At last, some good news.
So, last weekend was HUGE for Philippine sports. Basically, two Filipino athletes bagged gold medals in their respective sports. And all within 24 hours. Wild!
By the time this article is published, you will have seen both their names on your feed, and rightly so. For these two, as you’ll see after the jump, have certainly come a long way.
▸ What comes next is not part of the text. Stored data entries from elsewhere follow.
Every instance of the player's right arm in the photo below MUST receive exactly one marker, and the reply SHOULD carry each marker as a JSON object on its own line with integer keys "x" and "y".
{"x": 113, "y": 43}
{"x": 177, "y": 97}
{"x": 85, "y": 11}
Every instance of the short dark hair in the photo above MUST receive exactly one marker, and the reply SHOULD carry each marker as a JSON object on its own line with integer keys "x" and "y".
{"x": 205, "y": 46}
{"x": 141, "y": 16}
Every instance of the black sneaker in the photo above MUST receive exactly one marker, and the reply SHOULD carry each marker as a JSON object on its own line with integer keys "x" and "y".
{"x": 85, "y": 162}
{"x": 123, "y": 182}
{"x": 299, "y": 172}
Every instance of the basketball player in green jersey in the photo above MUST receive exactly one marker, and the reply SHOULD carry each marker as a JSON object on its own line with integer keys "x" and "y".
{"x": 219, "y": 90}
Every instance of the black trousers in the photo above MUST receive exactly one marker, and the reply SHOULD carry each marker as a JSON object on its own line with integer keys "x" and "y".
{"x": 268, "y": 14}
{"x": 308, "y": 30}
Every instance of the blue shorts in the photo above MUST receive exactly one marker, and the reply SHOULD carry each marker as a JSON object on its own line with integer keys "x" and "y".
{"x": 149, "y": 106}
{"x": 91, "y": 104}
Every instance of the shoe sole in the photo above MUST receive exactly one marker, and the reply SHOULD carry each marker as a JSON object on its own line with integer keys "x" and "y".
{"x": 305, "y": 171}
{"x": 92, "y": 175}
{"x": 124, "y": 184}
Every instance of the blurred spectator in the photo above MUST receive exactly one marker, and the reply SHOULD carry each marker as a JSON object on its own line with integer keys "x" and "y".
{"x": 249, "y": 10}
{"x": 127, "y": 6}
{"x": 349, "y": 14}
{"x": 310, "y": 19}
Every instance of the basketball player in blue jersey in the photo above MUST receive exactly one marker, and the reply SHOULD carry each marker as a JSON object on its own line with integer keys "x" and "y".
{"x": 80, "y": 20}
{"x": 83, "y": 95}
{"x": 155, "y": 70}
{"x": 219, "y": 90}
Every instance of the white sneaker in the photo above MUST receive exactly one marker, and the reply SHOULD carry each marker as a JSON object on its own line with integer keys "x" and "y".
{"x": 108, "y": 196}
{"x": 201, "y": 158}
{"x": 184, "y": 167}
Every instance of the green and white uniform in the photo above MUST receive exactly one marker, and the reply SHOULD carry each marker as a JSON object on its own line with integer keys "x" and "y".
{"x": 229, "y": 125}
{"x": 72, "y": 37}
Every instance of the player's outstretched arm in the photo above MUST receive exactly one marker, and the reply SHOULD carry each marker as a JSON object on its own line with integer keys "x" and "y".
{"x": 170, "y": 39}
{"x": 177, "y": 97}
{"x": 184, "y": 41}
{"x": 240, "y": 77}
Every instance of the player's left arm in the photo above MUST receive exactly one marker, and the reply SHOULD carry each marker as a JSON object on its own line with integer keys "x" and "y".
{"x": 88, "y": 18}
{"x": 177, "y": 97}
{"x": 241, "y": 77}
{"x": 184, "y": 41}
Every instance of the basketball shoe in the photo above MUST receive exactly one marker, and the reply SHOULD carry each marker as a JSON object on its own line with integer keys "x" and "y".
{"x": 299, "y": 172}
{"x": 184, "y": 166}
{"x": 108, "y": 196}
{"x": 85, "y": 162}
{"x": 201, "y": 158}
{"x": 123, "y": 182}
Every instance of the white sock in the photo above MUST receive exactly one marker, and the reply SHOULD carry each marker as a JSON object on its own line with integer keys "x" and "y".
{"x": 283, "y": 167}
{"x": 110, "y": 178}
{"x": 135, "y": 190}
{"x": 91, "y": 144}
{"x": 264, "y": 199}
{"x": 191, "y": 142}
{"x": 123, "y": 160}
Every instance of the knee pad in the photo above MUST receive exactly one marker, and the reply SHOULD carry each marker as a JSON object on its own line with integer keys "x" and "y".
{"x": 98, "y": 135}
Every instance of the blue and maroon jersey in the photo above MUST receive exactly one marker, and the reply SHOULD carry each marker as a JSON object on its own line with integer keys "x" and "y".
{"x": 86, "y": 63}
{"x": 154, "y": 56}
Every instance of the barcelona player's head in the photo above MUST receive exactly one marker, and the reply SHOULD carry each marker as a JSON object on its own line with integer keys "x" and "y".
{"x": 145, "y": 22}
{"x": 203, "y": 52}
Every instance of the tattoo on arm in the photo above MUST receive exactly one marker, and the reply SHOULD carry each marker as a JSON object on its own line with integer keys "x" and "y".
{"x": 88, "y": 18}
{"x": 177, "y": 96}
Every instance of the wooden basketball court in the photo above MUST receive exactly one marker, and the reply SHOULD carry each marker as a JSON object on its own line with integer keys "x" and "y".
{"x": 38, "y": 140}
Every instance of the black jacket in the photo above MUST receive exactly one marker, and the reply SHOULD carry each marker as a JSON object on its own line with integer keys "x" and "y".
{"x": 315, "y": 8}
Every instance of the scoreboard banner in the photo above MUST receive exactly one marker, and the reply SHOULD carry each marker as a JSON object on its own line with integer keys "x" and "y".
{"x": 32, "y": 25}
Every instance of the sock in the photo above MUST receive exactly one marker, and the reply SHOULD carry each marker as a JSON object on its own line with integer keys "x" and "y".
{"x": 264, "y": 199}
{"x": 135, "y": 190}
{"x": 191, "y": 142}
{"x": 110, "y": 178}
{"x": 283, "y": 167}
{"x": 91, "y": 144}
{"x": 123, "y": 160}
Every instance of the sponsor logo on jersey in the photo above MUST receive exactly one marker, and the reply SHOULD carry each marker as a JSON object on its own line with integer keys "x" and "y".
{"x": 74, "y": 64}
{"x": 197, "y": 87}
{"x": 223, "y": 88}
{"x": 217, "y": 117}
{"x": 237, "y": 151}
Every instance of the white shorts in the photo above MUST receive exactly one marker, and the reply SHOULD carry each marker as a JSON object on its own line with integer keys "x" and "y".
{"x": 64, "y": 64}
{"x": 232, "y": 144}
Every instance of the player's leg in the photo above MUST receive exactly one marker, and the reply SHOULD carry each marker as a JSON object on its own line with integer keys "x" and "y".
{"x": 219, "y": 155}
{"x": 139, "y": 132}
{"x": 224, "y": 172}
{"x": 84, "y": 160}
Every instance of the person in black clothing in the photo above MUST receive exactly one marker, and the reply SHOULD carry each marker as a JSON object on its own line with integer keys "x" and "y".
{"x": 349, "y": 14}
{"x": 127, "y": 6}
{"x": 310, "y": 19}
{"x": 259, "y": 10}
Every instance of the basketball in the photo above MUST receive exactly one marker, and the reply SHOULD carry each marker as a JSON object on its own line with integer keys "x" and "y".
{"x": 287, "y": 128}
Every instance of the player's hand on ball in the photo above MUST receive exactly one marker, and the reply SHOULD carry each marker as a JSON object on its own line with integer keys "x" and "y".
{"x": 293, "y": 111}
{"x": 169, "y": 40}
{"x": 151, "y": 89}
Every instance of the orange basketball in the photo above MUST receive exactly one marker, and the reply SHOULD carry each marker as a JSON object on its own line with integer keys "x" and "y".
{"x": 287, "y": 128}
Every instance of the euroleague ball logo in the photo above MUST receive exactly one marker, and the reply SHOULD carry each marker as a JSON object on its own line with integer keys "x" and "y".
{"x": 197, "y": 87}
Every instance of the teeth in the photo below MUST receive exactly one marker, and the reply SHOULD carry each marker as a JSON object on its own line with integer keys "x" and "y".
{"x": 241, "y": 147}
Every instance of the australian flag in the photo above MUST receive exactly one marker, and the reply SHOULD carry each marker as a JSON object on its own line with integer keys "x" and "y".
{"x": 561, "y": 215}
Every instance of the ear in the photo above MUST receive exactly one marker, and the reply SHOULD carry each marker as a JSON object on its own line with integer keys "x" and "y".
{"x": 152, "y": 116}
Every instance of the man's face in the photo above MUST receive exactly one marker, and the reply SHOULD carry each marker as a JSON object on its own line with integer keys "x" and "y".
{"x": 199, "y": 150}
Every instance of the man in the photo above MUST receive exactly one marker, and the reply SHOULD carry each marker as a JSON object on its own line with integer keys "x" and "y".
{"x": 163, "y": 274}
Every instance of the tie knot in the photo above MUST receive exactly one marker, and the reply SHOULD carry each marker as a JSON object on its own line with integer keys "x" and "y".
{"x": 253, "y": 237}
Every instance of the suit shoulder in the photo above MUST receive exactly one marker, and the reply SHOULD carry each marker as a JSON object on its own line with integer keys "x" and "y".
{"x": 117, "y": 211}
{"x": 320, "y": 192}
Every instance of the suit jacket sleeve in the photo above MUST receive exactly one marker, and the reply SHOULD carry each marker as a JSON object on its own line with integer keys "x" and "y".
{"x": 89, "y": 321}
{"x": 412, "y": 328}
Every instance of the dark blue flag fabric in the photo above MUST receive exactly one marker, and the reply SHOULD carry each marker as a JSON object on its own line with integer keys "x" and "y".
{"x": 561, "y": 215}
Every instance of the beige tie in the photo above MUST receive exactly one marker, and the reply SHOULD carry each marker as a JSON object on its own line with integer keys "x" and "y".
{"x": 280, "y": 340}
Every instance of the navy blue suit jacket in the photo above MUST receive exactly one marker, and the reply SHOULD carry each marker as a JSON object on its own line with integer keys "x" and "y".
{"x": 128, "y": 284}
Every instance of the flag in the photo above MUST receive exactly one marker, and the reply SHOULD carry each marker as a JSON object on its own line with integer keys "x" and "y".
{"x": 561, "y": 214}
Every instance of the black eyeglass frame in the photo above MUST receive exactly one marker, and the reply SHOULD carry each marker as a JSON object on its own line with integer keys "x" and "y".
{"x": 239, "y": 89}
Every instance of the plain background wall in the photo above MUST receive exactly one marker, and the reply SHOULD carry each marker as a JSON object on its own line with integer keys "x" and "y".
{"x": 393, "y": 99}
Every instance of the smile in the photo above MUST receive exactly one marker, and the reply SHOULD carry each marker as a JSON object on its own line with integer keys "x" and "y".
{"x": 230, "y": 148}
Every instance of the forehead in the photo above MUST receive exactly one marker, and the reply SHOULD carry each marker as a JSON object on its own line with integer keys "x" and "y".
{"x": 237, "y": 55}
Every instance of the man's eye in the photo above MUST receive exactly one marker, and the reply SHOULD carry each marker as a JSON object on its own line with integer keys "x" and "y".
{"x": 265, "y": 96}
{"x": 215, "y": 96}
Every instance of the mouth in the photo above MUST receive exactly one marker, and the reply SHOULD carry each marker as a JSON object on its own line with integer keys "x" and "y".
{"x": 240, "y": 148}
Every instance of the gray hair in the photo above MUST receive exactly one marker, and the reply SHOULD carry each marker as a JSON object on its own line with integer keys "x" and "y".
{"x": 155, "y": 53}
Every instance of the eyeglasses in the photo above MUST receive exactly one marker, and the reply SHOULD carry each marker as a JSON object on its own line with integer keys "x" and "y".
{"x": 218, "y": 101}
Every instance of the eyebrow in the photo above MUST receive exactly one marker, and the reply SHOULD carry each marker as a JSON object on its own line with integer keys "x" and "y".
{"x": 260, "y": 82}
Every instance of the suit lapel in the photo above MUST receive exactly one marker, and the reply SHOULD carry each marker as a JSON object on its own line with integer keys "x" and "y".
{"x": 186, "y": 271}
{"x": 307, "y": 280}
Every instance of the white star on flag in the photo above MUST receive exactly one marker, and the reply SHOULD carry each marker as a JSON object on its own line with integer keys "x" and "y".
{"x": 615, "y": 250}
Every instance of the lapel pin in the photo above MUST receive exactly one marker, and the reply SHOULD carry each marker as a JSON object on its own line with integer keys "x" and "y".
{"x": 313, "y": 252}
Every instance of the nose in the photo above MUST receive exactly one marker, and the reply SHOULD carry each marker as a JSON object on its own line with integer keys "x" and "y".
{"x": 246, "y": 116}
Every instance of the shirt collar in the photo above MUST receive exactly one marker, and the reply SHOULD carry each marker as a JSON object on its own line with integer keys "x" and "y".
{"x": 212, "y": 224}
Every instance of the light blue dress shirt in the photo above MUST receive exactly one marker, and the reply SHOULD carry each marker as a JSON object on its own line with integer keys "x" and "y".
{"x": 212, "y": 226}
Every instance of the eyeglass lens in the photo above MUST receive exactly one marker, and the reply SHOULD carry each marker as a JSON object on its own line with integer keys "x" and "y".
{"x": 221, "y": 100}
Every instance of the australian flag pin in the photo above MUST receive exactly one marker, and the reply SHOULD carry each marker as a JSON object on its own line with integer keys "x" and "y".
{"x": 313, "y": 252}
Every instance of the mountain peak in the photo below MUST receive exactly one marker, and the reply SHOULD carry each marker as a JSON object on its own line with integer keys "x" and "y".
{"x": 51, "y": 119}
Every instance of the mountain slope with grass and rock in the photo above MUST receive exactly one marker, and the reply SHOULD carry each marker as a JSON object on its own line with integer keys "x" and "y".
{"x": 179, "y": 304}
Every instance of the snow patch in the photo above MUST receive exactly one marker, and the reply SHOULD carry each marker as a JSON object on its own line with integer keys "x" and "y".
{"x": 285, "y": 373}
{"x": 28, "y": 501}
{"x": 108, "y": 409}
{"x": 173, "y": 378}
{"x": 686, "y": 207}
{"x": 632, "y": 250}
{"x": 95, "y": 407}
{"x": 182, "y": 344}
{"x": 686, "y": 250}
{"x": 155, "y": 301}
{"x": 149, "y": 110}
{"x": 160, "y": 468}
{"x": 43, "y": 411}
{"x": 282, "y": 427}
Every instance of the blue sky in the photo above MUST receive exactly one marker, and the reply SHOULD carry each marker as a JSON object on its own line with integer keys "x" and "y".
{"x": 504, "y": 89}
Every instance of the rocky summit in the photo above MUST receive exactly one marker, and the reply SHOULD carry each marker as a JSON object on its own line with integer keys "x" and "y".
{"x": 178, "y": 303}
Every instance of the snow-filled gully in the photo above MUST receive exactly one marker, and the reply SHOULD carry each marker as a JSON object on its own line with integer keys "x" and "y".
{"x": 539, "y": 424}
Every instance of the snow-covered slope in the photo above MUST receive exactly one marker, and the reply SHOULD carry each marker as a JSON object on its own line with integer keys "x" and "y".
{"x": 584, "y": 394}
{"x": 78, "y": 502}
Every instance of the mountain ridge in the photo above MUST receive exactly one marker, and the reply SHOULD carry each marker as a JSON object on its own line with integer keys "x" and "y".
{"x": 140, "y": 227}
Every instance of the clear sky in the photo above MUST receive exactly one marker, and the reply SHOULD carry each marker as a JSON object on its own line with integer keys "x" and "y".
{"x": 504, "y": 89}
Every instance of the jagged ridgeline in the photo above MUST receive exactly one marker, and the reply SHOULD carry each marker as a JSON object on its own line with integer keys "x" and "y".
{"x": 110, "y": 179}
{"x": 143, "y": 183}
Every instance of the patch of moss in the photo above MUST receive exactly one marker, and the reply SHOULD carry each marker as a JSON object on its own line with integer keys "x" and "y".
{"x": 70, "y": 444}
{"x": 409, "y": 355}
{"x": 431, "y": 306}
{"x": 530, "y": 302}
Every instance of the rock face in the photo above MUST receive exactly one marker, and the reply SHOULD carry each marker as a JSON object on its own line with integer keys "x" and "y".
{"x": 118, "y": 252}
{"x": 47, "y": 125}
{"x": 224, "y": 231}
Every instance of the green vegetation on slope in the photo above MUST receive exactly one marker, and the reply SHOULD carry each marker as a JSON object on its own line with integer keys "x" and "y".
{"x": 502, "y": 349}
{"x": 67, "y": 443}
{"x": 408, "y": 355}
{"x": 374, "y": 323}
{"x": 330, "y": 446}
Carlos Yulo: Child Prodigy to Teen World Gymnastics Champion
At the tender age of 19, Carlos Edriel Yulo became the first Southeast Asian male gymnast to nab the gold medal at the World Artistic Gymnastics Championships. Last Saturday, 12 October, the teen dynamo dominated the men’s floor exercises in this year’s event in Stuttgart, Germany. He scored 15.300, beating out Israel’s Artem Dolgopyat and China’s Ruoteng Xiao.
Despite his young age, Yulo’s been through a lot. Growing up in Leveriza, Pasay City, he often watched national gymnasts train at the nearby Rizal Memorial Sports Complex. Shortly after winning gold at the Palarong Pambansa, the young prodigy met Munehiro Kugemiya.
The Japan Gymnastic Association had dispatched the famous champion gymnast coach to assist the Philippine team as a gesture of goodwill. Kugemiya saw Yulo’s potential early on, and recognized that the boy needed better training conditions.
Thus, the then-16 year-old moved to Tokyo for further training, which he described as “super hard.” Still, despite the difficulties of balancing his studies at Teikyo University and his brutal training regimen, Yulo persisted. Save for missing the podium at the 2018 Asian Games, he consistently distinguished himself at several international competitions, culminating in last Saturday’s event.
Nesthy Petecio’s Breakthrough After Years of Heartbreak
Less than 24 hours later, another Filipino athlete absolutely crushed it in a different sporting event abroad. Last Sunday, 13 October, Nesthy Petecio finally bagged boxing gold. Edging out hometown bet Liudmila Vorontsova by split decision, she came out on top of the featherweight division at the 2019 Aiba Women’s World Boxing Championships in Ulan-Ude, Russia.
It must have been a heady moment for the 27 year-old, who is now the second Filipina to nab the said gold medal. After all, the road leading up to it was rife with frustration.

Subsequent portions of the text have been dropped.